The Star or Star Metro has a significant presence in the daily lives of Canadians. In Edmonton and other Canadian cities, readers are treated to what is described by Wikipedia as “a chain of Canadian free daily newspapers . . ..” [Emphasis added.] I think The Star is worth every penny of that price.
Consider the December 17, 2018 print edition of the Star Metro Edmonton, the editors of which deemed it worthy to report—as no less than a “cover story”—what I would call the formation of a new social club on the University of Alberta campus.
The story is given an imprimatur of significance under the heading “Show of Solidarity,” although the original online version published December 16, 2018 carries the following headline: Black Students at U of A form new group to provide support and tackle discrimination.
The story concerns the formation of a “Black Students’ Association” at the University of Alberta and features its founder, Hanna Daniel, a second-year business student.
According to the article, Daniel claims the Association’s purpose is to “provide a place of open conversation and networking among the University’s Black students, whom she said sometimes face racism and discrimination that is brushed aside.” [Emphasis added.]
“Brushed aside” by whom? People who are so irrational as to make judgments about others on the basis of some physiological traits certainly ought to be ignored and not taken seriously, unless of course incidents are accompanied by physical force or objective threats thereof. In the latter instances there is police and a justice system long-established to retaliate.
Daniel alleges that it is both ” . . .racism and discrimination that is brushed aside.” The Star online version of the headline indicates the group intends to “tackle discrimination.” [Emphasis added.]
What is going on here? Racism is indeed a form of discrimination, but it is wrong in terms of how one thinks about being human. It is making judgments based on the unchosen, namely the color of an individual’s skin. It reveals a very primitive view of man’s identity determined by the unchosen. There are indeed many perceptual level differences between one individual and another but western civilization began to advance above the tribal societies when questions were asked about how things are connected; i.e., what are the similarities?
The broader term of “discrimination” ought to be examined with a sharper focus. Discrimination is the judgment of something as good or bad, as either a value or non-value. To lump it in with the “racism” example of discrimination is to attack the good as well as the bad. There is no virtue in such sloppy thinking.

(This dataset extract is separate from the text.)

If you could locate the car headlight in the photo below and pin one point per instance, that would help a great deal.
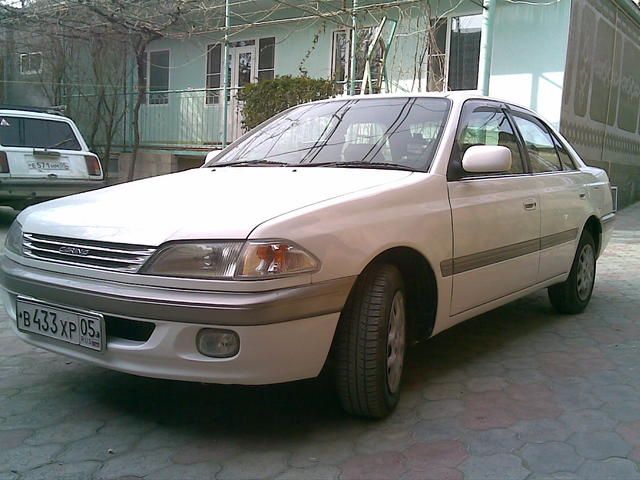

The story feature in The Star Metro Edmonton perpetuates such primitive views of man. For the new “Black Students Association” this involves a focus on the racial trait of its membership, non-essentially described as “Black.” University students, and journalists, ought to be somewhat more demanding in their thinking. If the group were organized around an intellectually chosen position with membership open to all interested in that choice rather than the unchosen color of their skin, this could have been a real story.
What one ought to observe on navigating through reality is an endless variety of individuals whose characters have been formed by their choices and actions and who are to be, in the words of Martin Luther King, “. . . judged by the content of their character.” This hasn’t anything to do with physiological traits but with philosophy of life, which actually lends itself to continuous intellectual exploration.
Unlike The Star Metro Edmonton, which having chosen to feature this story ought to have explored it more seriously, I would “reach out” to Daniel and her group to encourage engagement with others on the basis of their intellectual inclinations, possibly finding areas of agreement, rather than picking on immutable physiological traits which have nothing to do with the essence of what it is to be human but serve only to keep in focus the irrelevant things that keep man in a state of conflict and arrested development.